Learning from the past shows that for a naïve investor, it is better to stay invested in stock market for a longer time period. The value of a stock can be realised in long term, they say. And the bottom of a cycle provides perfect buying opportunity for an investor. This philosophy, known as “value investing”, is one among several ways to make money in stock market. Fund managers in west swear by this logic.

In India, however, the application of this concept in a particular fund started getting popular only few years back. “Value Funds”, as they are known in India, have made use of value investing concept to make superior returns. But many investors find it difficult to differenciate between a Value Fund and other funds. They assume that the fund that gives the biggest returns is the best fund. It is not so. Value funds are more logical when it comes to stock picking and profit booking. There would be less fluctuations along the way. Above all the concerned fund manager needs greater balance of not jumping into momentum stocks that hit the Newspaper headlines everyday. He needs his own brain to manage a Value fund. To put it simply, Value investing is like cherry picking.

While there does subsist a popular perception that value funds fare poorly against their growth counterparts, in the long run, these funds do just as well or probably even better than the markets and their growth oriented peers. The portfolios of value funds comprise undervalued stocks. They also carry the risk of getting bruised in the downturn. Yet, these funds are better placed than other mid- or small-cap funds that are basically driven by momentary trading calls.

How did they perform ?

In Bull market, during last one year alone, value funds like ICICI Prudential Discovery, Tata Equity PE, Templeton India Growth and UTI Master Value have delivered over 100% returns, beating the market returns of about 65%-70% and the 82% average returns posted by the category of diversified equity schemes. Even over the period, as long as five years, these funds have comfortably beaten the market.

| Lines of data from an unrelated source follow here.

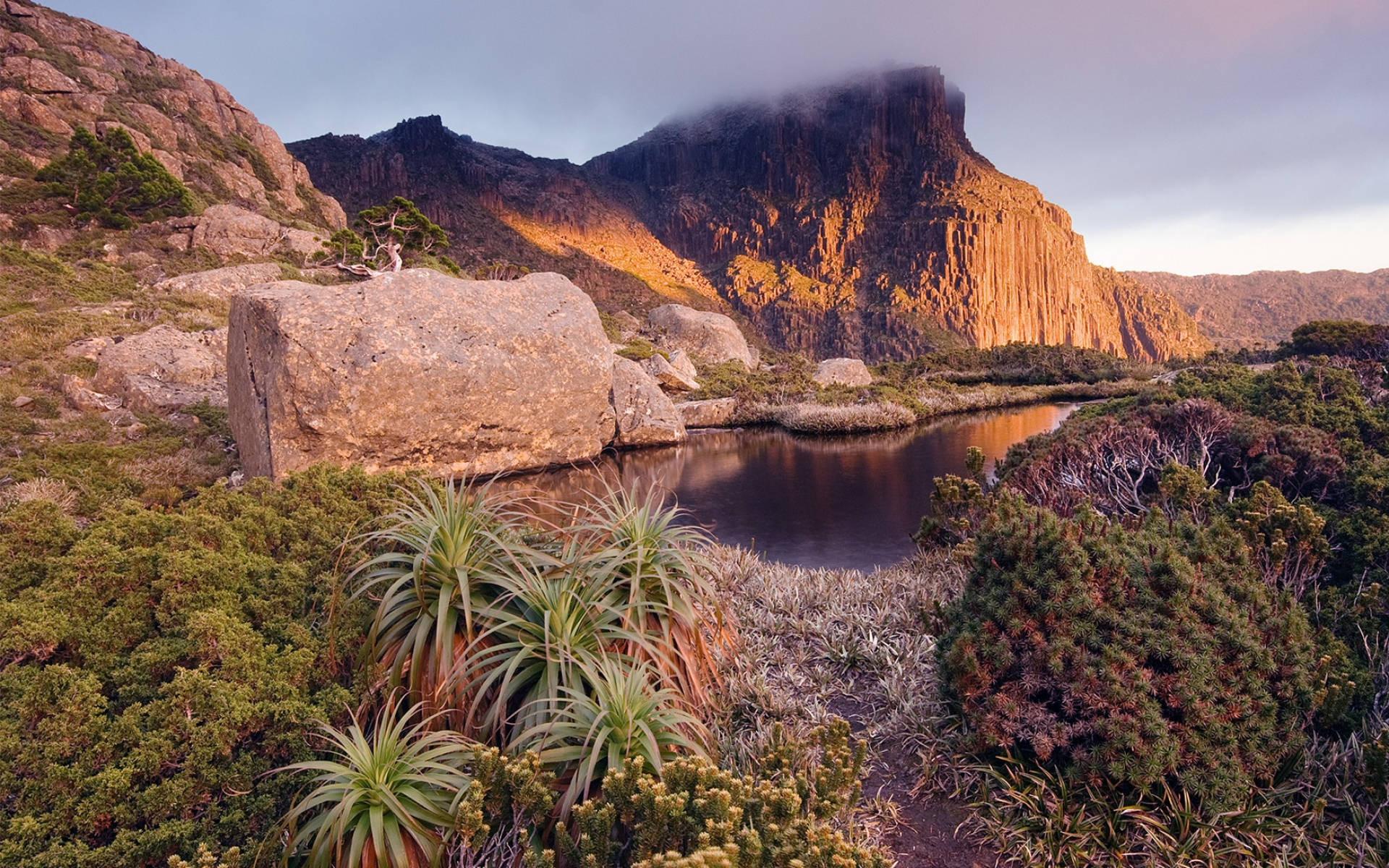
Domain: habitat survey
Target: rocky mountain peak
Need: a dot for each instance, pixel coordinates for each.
(904, 117)
(853, 218)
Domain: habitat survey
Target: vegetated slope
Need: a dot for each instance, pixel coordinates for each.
(1266, 306)
(504, 208)
(59, 72)
(848, 220)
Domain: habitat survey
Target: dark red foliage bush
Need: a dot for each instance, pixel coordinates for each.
(1129, 655)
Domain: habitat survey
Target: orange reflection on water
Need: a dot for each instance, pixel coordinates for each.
(812, 501)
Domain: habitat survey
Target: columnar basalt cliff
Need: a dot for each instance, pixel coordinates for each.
(859, 220)
(854, 220)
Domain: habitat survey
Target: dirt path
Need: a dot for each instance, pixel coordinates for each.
(925, 833)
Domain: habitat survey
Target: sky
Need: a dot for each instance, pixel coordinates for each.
(1182, 135)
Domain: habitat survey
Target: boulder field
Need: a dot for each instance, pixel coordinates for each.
(421, 371)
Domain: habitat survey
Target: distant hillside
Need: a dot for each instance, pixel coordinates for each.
(1266, 306)
(59, 72)
(853, 220)
(502, 206)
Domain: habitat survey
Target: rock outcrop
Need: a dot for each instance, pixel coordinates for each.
(859, 220)
(61, 72)
(667, 375)
(231, 231)
(417, 370)
(854, 220)
(164, 368)
(710, 413)
(221, 282)
(842, 373)
(504, 208)
(645, 416)
(1265, 307)
(708, 336)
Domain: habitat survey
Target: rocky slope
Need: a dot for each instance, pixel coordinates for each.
(504, 208)
(1266, 306)
(59, 72)
(854, 220)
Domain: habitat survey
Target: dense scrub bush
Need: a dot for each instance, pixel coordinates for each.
(1135, 656)
(156, 664)
(1349, 338)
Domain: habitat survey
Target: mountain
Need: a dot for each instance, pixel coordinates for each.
(59, 72)
(1266, 306)
(846, 220)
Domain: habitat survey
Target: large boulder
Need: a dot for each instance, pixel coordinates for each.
(712, 338)
(221, 282)
(645, 414)
(231, 231)
(164, 368)
(418, 370)
(842, 373)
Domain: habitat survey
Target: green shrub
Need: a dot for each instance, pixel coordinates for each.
(160, 663)
(111, 182)
(780, 817)
(1134, 656)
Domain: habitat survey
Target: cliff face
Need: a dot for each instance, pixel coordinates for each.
(1266, 306)
(846, 221)
(859, 220)
(59, 72)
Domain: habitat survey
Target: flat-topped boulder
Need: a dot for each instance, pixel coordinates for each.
(231, 231)
(668, 375)
(708, 336)
(417, 370)
(842, 373)
(710, 413)
(164, 368)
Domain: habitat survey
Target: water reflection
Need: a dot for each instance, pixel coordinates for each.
(817, 502)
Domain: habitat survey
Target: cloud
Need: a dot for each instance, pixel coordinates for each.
(1124, 113)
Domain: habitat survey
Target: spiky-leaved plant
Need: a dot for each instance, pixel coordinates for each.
(548, 634)
(620, 715)
(659, 576)
(382, 799)
(448, 557)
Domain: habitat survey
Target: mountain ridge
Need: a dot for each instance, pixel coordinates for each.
(845, 220)
(1263, 307)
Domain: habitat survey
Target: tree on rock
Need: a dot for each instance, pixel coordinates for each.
(383, 238)
(110, 181)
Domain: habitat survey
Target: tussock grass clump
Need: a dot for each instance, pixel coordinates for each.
(851, 418)
(823, 643)
(45, 489)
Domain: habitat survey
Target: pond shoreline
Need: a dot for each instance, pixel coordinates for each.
(816, 418)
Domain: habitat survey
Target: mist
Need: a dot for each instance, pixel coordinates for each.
(1182, 137)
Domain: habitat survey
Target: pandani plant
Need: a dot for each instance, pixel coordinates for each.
(585, 642)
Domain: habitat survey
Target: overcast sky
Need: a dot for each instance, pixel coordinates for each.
(1181, 135)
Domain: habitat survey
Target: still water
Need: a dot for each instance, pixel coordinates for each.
(810, 501)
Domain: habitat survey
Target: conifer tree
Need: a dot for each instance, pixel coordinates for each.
(110, 181)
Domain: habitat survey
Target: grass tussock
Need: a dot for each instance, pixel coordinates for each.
(848, 418)
(818, 643)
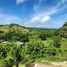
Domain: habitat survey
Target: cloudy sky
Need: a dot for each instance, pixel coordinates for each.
(34, 13)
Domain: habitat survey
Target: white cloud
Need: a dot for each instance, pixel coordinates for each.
(5, 19)
(1, 9)
(41, 19)
(20, 1)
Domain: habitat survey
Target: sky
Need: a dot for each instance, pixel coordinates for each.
(34, 13)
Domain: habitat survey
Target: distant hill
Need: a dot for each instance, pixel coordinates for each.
(63, 30)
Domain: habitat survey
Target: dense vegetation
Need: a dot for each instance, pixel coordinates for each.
(34, 44)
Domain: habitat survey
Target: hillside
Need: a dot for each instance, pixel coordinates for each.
(13, 27)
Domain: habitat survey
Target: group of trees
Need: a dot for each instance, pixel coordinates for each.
(38, 43)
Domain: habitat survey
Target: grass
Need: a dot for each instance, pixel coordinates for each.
(20, 65)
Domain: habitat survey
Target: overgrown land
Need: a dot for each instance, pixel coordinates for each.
(20, 44)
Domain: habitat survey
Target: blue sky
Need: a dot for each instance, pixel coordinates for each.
(34, 13)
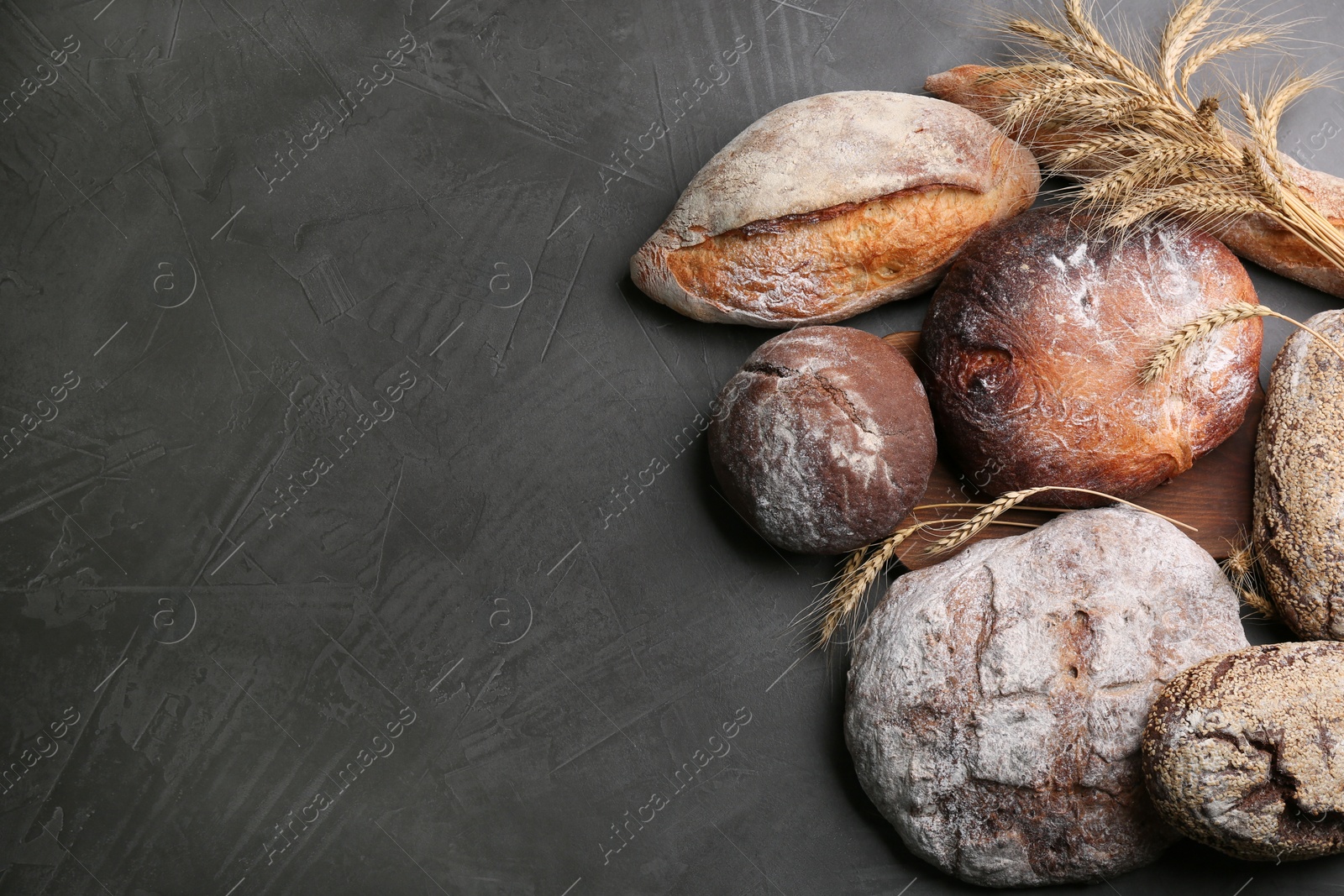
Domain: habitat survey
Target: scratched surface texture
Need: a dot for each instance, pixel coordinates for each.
(358, 533)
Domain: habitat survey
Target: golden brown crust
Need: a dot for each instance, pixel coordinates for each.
(835, 262)
(1299, 516)
(1256, 237)
(1245, 752)
(831, 206)
(1035, 340)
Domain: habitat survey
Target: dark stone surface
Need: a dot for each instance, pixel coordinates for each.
(203, 668)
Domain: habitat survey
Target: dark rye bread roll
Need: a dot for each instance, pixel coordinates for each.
(824, 439)
(1245, 752)
(1299, 516)
(830, 206)
(1035, 340)
(996, 700)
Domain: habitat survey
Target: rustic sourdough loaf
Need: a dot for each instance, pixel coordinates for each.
(1299, 515)
(1035, 340)
(1245, 752)
(830, 206)
(996, 700)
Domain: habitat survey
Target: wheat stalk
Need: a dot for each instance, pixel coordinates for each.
(1196, 329)
(1242, 570)
(1008, 500)
(839, 605)
(1139, 141)
(862, 569)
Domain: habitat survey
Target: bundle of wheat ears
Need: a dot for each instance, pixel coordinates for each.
(1142, 145)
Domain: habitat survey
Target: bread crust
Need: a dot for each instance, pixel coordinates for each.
(1299, 512)
(830, 206)
(1035, 340)
(1245, 752)
(1257, 238)
(824, 439)
(996, 700)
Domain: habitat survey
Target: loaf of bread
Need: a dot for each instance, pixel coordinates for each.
(1299, 513)
(1245, 752)
(996, 700)
(1035, 340)
(830, 206)
(823, 439)
(1254, 237)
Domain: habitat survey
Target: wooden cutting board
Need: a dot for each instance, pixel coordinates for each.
(1214, 496)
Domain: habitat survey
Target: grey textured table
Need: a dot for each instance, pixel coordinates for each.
(366, 540)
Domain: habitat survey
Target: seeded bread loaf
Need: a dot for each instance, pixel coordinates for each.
(1245, 752)
(1299, 512)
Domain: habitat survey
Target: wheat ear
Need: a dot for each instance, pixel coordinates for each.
(1008, 500)
(1242, 570)
(862, 569)
(1196, 329)
(1139, 141)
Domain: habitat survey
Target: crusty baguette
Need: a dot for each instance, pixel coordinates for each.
(830, 206)
(1256, 237)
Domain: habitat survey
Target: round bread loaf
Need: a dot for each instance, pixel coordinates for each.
(1037, 338)
(830, 206)
(996, 700)
(1245, 752)
(823, 439)
(1299, 520)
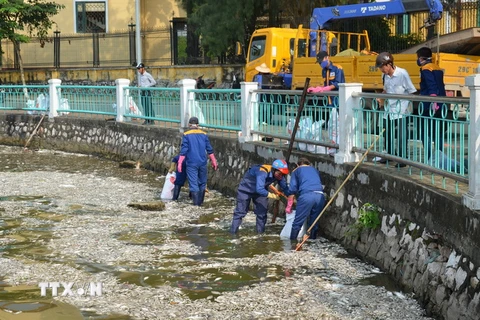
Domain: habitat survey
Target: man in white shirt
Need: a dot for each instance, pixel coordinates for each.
(395, 81)
(146, 80)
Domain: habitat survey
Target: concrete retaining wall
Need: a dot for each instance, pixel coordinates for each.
(427, 240)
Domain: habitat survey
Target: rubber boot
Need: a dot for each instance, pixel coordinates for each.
(202, 197)
(196, 198)
(236, 222)
(176, 192)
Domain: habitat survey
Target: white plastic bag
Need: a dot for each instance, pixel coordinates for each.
(309, 130)
(64, 106)
(333, 126)
(197, 112)
(31, 105)
(287, 229)
(167, 191)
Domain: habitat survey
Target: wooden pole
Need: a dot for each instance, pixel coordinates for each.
(292, 139)
(307, 235)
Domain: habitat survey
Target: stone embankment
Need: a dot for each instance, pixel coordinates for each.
(426, 239)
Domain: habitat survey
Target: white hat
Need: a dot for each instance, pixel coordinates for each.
(263, 68)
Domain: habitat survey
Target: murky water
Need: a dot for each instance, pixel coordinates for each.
(69, 212)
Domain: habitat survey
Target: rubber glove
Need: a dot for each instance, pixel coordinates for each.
(273, 196)
(214, 161)
(180, 162)
(315, 89)
(434, 105)
(288, 208)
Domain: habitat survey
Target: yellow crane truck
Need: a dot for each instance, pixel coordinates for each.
(290, 53)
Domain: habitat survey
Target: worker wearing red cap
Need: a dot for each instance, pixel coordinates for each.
(254, 187)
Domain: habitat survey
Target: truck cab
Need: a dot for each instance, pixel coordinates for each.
(276, 48)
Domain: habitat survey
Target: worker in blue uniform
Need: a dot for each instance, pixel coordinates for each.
(254, 187)
(306, 185)
(195, 147)
(431, 84)
(180, 177)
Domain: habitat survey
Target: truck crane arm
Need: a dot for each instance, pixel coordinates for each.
(321, 16)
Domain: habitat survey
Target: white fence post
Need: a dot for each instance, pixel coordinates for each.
(54, 98)
(249, 110)
(121, 100)
(346, 122)
(185, 85)
(472, 198)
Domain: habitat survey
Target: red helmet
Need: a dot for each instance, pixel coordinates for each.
(280, 165)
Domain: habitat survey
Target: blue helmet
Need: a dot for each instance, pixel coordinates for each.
(280, 165)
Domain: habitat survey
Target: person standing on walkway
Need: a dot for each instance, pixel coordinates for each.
(195, 147)
(333, 75)
(254, 187)
(396, 80)
(306, 185)
(431, 84)
(180, 176)
(145, 80)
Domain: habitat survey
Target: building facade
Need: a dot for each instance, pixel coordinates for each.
(101, 33)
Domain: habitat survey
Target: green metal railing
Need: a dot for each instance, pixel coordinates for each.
(32, 98)
(275, 113)
(155, 104)
(87, 100)
(433, 144)
(218, 109)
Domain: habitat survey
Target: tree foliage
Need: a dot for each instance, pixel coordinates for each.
(22, 19)
(221, 23)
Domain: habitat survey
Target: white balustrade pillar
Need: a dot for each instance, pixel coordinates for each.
(249, 111)
(346, 122)
(121, 98)
(185, 100)
(472, 198)
(54, 94)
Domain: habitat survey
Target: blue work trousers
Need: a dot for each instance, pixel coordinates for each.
(197, 177)
(309, 206)
(241, 209)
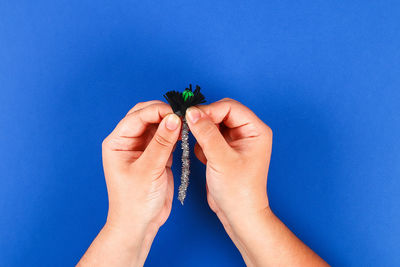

In 2008 bear market, for example, while most mid- and small-cap funds were beaten down with more than 60% erosion in their net asset values (NAVs), the fall in the NAVs of the value funds was at par with that of the major market indices ranging from about 51% – 55%.


How exactly does Value Funds operate ?

The basic philosophy behind cherry picking stocks remains same among all value fund managers — pick a fundamentally good stock from a sector going through a bad phase. For instance, during calendar year 2008, auto sector was going through a turbulent phase. Higher raw material cost and slack in demand resulted in its underperformance. The Auto index, for example, got almost halved in first-half of calendar year 2008 compared to around 35% drop in Sensex. But some of the funds acquired few blue-chip auto stocks like Bajaj auto and Hero Honda at that point of time. At the current price level, these value picks have yielded far superior returns, in the range of 100%-200%. This is more or less true for many other stocks picked by these value funds at different times.

At any point in time, there will be some sectors or group of companies going through a difficult phase and their stocks prices under performing the broader market indices. Investors may look at some of these stocks that otherwise have strong fundamentals. A recent case in point is telecom sector, which is going through a very tough time, thanks to rising competition.

Another important point to consider while investing in a value stock is to look at the dividend yield figures. For instance, the stock price of Tata Steel, in recent slowdown, came down to around Rs 150 resulting in a dividend yield of around 10-11%. Such a high dividend yield has two advantages: One, it provides an assured cash flow in the hand of investors even if the stock market is in a bear phase for a longer time period. Second, the minimum amount of return — dividend yield — is assured. Other stocks like Navneet Publications, NIIT Technologies, Rallis India and Gujarat Mineral Development Corporation among others. And the range of dividend yield for these stocks varies from 5-12%.

To sum up : The charactes of Value stocks are:
(1). Low PE stocks
(2). High Dividend Yield stocks
(3). Value funds are mostly Multicap in nature. What ever stocks that fit in the above two points are eligible in the 'VALUE' category.

By the time you read this article, many of us would have made up our mind to pick value stocks by ourselves. Honestly speaking, it is difficult to have a steady mind - that too in a volatile market. Hence it is ideal to invest in those mutual funds which invest with a Value style.